BH 3800 RD - 2011 Underbelly Upgrade - Opinions Wanted

gomcalli

Member
Hi everyone,

I would like to thank everyone in advance for your opinions and suggestions.

Taking you back in time about a month and half ago a blackwater leak was found and the coroplast belly material held quite a few gallons of smelly stuff. It was repaired (cross threaded connection and valve seal damage) on warranty, but unfortunetly the dealership didn't replace the coroplastic board (black platic corragated board under unit) and now it sags like a dirty diaper. At this point that sagging is fine but I am a man who likes to upgrade!!!

I am proposing using 25 gauge 1 5/8" steel stud tracking to frame in 2' X 6' polystreren foam board. On the exposed foam board I would re-use (go green) the coroplatic board and the interior use the silver bubble wrap and screw the panels to the frame.

I see two huge benefits. First, the extra insulation for the cold Canadian winter (brrrr) keeping my feets warm. Second, the ability to remove sections of panels to inspect and repair as required.

With every good thing there has to be a downfall. This modification would mean the underbelly would be 1 5/8" closer to the ground.

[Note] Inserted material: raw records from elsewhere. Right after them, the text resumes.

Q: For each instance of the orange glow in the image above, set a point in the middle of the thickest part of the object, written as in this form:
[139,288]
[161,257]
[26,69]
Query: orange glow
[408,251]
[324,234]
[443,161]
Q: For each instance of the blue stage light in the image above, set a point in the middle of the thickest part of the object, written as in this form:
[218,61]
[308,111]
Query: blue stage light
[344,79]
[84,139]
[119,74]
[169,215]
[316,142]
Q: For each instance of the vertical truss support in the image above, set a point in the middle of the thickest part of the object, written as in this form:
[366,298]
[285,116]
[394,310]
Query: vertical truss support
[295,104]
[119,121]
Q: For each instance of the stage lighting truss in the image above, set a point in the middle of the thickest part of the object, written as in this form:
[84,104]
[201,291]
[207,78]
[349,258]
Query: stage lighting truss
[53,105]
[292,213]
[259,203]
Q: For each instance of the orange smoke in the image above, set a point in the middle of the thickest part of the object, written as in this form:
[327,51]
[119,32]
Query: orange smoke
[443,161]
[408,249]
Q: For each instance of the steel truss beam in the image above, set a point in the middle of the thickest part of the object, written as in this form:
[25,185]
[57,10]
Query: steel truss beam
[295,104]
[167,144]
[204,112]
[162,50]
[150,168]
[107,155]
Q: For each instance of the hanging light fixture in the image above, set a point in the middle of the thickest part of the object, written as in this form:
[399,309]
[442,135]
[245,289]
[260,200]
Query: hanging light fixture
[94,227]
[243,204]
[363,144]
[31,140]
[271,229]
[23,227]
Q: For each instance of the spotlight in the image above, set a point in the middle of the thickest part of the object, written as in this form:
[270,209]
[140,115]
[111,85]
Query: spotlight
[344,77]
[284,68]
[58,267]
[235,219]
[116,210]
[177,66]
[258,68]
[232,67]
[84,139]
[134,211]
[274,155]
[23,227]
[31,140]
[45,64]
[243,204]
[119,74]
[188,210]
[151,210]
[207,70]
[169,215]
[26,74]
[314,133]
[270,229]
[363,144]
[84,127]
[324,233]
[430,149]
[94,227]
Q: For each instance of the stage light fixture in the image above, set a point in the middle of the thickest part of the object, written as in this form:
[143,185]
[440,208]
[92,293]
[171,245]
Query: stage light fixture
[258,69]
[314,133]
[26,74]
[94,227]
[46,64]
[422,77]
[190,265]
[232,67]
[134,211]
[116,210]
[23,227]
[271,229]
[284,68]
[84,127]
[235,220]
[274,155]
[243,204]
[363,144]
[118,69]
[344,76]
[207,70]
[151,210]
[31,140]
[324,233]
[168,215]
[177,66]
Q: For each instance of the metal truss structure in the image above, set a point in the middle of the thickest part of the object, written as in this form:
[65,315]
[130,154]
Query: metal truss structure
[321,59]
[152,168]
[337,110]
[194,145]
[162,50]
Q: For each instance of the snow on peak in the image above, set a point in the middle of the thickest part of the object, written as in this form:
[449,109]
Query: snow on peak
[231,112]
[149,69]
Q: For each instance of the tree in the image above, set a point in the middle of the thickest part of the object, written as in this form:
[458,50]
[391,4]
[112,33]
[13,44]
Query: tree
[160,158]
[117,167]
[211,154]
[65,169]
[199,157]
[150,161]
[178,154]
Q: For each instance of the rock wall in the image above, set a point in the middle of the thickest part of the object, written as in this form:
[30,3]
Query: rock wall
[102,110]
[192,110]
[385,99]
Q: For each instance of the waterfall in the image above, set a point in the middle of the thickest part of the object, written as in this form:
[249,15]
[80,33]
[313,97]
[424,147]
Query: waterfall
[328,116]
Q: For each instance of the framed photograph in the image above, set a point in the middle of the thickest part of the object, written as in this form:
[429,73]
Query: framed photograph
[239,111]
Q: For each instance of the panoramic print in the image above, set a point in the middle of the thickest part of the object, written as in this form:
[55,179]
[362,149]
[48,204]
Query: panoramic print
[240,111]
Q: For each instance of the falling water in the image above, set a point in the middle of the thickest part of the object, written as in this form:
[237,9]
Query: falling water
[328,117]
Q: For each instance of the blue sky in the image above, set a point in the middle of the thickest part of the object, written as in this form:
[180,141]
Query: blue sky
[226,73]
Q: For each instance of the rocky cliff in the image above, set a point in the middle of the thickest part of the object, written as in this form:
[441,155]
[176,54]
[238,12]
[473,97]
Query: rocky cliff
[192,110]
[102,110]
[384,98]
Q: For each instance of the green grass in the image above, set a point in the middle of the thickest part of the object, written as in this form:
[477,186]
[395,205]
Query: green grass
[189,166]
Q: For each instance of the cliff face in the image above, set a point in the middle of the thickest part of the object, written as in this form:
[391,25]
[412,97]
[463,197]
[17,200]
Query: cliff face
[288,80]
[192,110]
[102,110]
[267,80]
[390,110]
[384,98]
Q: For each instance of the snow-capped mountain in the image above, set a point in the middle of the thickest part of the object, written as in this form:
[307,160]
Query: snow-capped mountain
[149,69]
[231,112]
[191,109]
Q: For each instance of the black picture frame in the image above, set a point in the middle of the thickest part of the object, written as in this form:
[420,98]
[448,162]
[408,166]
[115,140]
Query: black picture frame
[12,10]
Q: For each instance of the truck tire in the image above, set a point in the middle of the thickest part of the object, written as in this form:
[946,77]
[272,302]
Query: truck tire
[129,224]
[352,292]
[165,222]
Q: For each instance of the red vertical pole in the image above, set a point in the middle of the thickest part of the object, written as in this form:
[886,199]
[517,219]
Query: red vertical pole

What I would like from all readers and posters alike is to think if this is worth the trouble, cost and possible issue of contacting the ground when towing.

Thanks for your participation.

G



I see
 

boatdoc

Well-known member
IMO, Not worth the time, Not worth the cost and no way is it going to bottom out if you do add it. If it's that cold where you're at, it's time to go South.
 

kkamshop

Well-known member
We are also pondering the replacement of the coroplast bottom to allow access and drainage in segments. Not sure what we will do exactly, but the current plan is to use the foam board up against the floor (to keep it dry) and sheet metal with drains similar to the ones in the utility compartments.

We will watch this thread for ideas and updates.
 

Bob&Patty

Founders of SoCal Chapter
Question, why would you insulate the BH that way. I did mine in sections and screwed the 2" foam board to the wood flooring. You will be surprized when you drop the underbelly and see that you have about 8-10 inches between coroplast and the floor. In fact, in all the places I could I doubled it with screws and constrution adhesive.

You want the BR floor warmer....install the foam board in the aluminum stringers inside the front and side storage compartments under the BR floor.
 

gomcalli

Member
Thanks for everyone's opinion so far.

To add to my original post I should have included I was toying with the idea of a small ceramic space heater to heat the void between the new panels and the underside of the wood flooring. I think this is a benefit since I prefer the space heaters in the interior of the unit as primary heating source and the furnace as secondary. My preference for space heaters is for two simple reasons a) that furnace is loud (what I think is loud) b) not having to run out of propane every few days. Saying that, if I use space heaters as primary, the underbelly void will not have a regular heat input and I would run the risk of freezing plumbing components.

If the panels and side frame are well insulated with the panel board I proposed then I only foresee the heat trapped in the underbelly void and warming my feets. I think this is a extremely basic version of the Korean Ondol heating systems. http://en.wikipedia.org/wiki/Ondol

If I remember correctly I think only 10% is heat is lost to the floor and 50% to the upper, so I that is correct I should have more heat radiating through the floor and warming my little piggies and while having to heat the living space less.

Please keep throwing thought around.

G
 

2010augusta

Well-known member
G,

As I am currently fighting with this same issue right now, I will share a few thoughts. (keep in mind we have a 2010 and some of the system have been redesigned)

Our grey #1 tank is mounted very low and currently sages about 5" below the frame when full. I am going to try to reinforce something under the tank to keep it from sagging as much, but this will probably be external of the chloroplast.

Providing drainage is key, there are MANY hole, gaps, and openings in the frame, chloroplast, and cross-members. This allow for road-spray, and condensation to become trapped in the underbelly and make thing damp. You don't have to have a water leak to get a good amount of water trapped on the chloroplast.

There are many barriers and other thing that would make it hard for a small space heater to circulate heat and air through-out the underbelly.

There are a few items that would be hard to lower, i.e. the rear jacks.

Weight, we are already close to being over the GVWR of the trailer and adding more metal, ever if it is a couple dozen Aluminum cross-beams would add too much.

I truly believe that the under belly can be done better, but I just have not had a chance to crawl under enough SOBs to know how they are done. I am to the point that after I put some heat tape on the fresh water tank supply line and drain, I will just replace the ruined matting with Styrofoam and put it all back together and just reinforce the sage of the grey tank.
 

herefishy

Well-known member
Are there metal straps running under your tanks to support them when they swell with stuff? Our present trailer has a panel in the underbelly where you can get in it to look around, although there is not enough room to do much.